Tesla (TSLA) CEO, Elon Musk, has taken off the gloves and is offering an innovative new hybrid lease that promises to bring in thousands of new buyers of his revolutionary, all electric S-1 sedan.
The package eliminates the downside risk that concerned prospective customers about the resale value of their cars down the road. Under the program, Tesla will buy back your car at 50% of the purchase price after 36-39 months. This equates to a rate of depreciation that is on par with other premium, high-end vehicles, like Mercedes, Porsche, and Jaguar.
Assuming that you buy the 85 kWh, 270 miles range S-1 for $79,900, this works out to a monthly payment of $1,025, also in line with the market. Tesla people tell me that since the plan was announced, 90% of the buyers have opted for the lease option. Many are actual cash buyers who are placing the maximum $50,000 down with the intention to pay off the $30,000 balance in six months, just to get the free put option on the vehicle.
Tesla is also moving full steam ahead with its national supercharger network, which will enable electric car owners to drive coast to coast. Only 45 minutes is required to obtain a full charge. Just last night, my S-1 upgraded itself online and I was presented with new superchargers in Gilroy and Bakersfield, California. I can now make it down to San Diego.
Elon has promised to take his family on such an expedition as soon as the infrastructure is in place some time next year. I am considering my own trip from San Francisco to Chicago, which according to MapQuest, I could do in 30 hours. After all, it will be free, less the investment of my own time at the wheel, and the wear and tear on the tires.
When I was a teenager during the 1960’s, I hitchhiked from the West to the East coast more than 30 times.
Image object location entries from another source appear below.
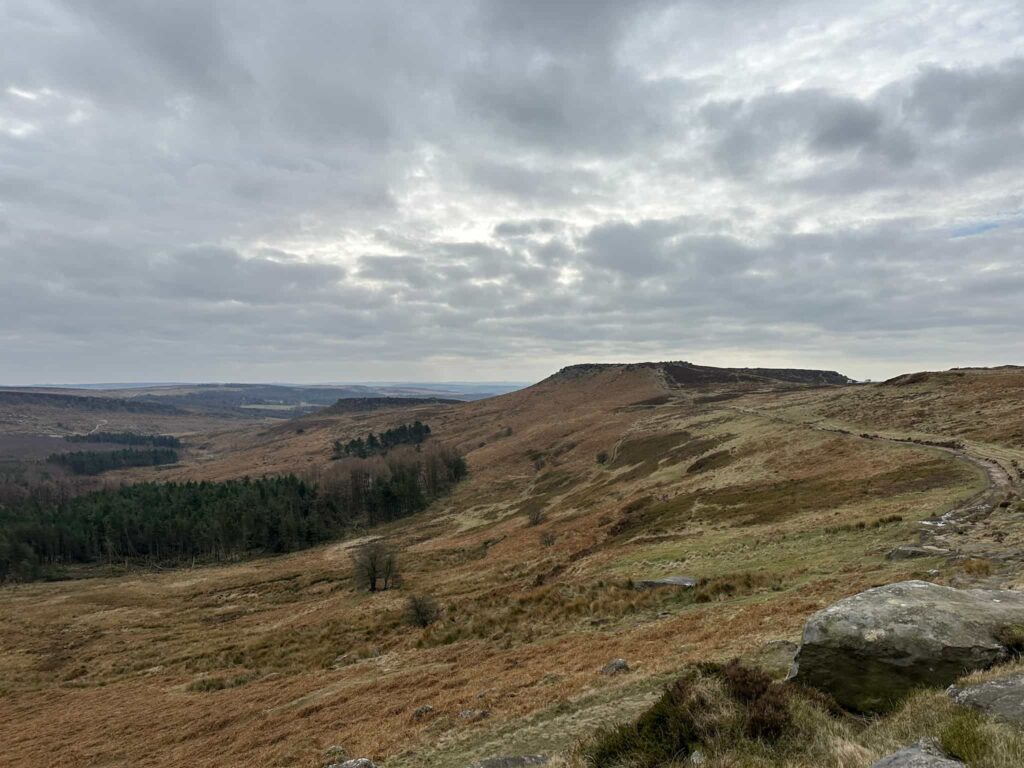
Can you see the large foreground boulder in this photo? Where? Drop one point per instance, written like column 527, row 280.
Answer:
column 1003, row 699
column 512, row 762
column 925, row 754
column 870, row 649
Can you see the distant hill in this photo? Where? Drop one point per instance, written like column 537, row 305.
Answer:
column 84, row 402
column 687, row 374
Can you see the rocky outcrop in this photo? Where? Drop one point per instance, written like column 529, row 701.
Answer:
column 870, row 649
column 1003, row 699
column 908, row 552
column 925, row 754
column 513, row 762
column 615, row 667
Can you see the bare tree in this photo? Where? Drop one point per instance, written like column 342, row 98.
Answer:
column 375, row 566
column 422, row 610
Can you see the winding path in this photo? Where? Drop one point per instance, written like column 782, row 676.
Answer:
column 999, row 481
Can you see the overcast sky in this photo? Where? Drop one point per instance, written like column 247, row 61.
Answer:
column 394, row 190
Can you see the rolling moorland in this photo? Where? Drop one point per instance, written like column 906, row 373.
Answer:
column 777, row 492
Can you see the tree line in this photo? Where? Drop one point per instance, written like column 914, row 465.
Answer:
column 127, row 438
column 407, row 434
column 94, row 462
column 174, row 523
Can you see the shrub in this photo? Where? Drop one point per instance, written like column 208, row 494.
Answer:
column 1012, row 636
column 422, row 610
column 713, row 705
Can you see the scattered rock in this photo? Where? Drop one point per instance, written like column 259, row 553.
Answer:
column 514, row 762
column 357, row 763
column 925, row 754
column 777, row 655
column 678, row 582
column 909, row 551
column 614, row 667
column 1003, row 699
column 870, row 649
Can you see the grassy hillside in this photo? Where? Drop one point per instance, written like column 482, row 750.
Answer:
column 734, row 481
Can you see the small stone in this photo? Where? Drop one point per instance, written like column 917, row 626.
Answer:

I used to race my younger brother from Los Angeles to New York, who finally won with a record time of 49 hours. I met a lot of strange people in those days. Once, I was picked up in Texas by a nervous, chain-smoking woman driving a souped up Dodge Dart fleeing a violent husband, seeking refuge in California. She drove like a bat out of hell the entire way, and we made the Golden State in record time. It’s funny, the things you remember.
A drive across the Great American Desert can have a cleansing, almost rejuvenating effect, as long as you don’t mind the country western music on the radio. The last time I did this was during the eighties, when I drove my sister to graduate school at Texas A&M. That little foray found me line dancing with a bunch of drunken Aggies in a College Station bar. How is it that everything surreal that happens to me always occurs in Texas?
But I digress. Tesla has quit making the 40 kWh, 130-mile range version of the S-1, as virtually all demand was for the long range model. The waiting list is now down to two months, which is why they took the next step on the marketing front. The four-wheel drive Model X is still on schedule for 2014, and I am number 645 on the waiting list for that vehicle. I have already wired my Lake Take house for 220 volt recharging. Who cares what the price is!
When I stop at traffic lights in the city, I still get applause and thumbs up from cheering groups of pedestrians. And then there are those little notes tucked under the windshield wipers from admiring young women asking for rides. That, alone, is worth the $100k. The State of California has already sent me my $2,500 Clean Vehicle Rebate, and I plan to claim my $7,500 Qualified Plug-in Electric Drive Motor Vehicle Credit (form 8936) on my federal tax return this year.
I have received a lot of emails about the weekend Barron’s article panning Tesla. Elon says he can drop the cost of his batteries from $400 to $200 in five years, making his planned mass market $40,000, 200 mile range “Gen III” Tesla profitable. General Motors (GM) says he can’t. Given the recent track record of the two companies, I am more inclined to back Elon.
Let me tell you what is really going on here. The automobile establishment absolutely hates Tesla, because Musk has proven everything they said was impossible. Tesla doesn’t advertise, as its innovative, low cost business model sells all of its cars online. This is why they are banned in Texas, which hasn’t the slightest interest in seeing non-oil forms of transportation succeed.
Tesla also doesn’t advertise. Open the pages of Barron’s, and you will find ads extolling the virtues of General Motors, Ford, (F), and Chrysler, but not one from the disruptive Tesla. It’s the same with the financial industry. Barron’s often publishes damning exposés on tiny companies you have never heard of, but extolls the great wisdom and foresight of PIMCO, Fidelity, and Morgan Stanley, their largest advertisers. That is the free market, capitalist world we live in.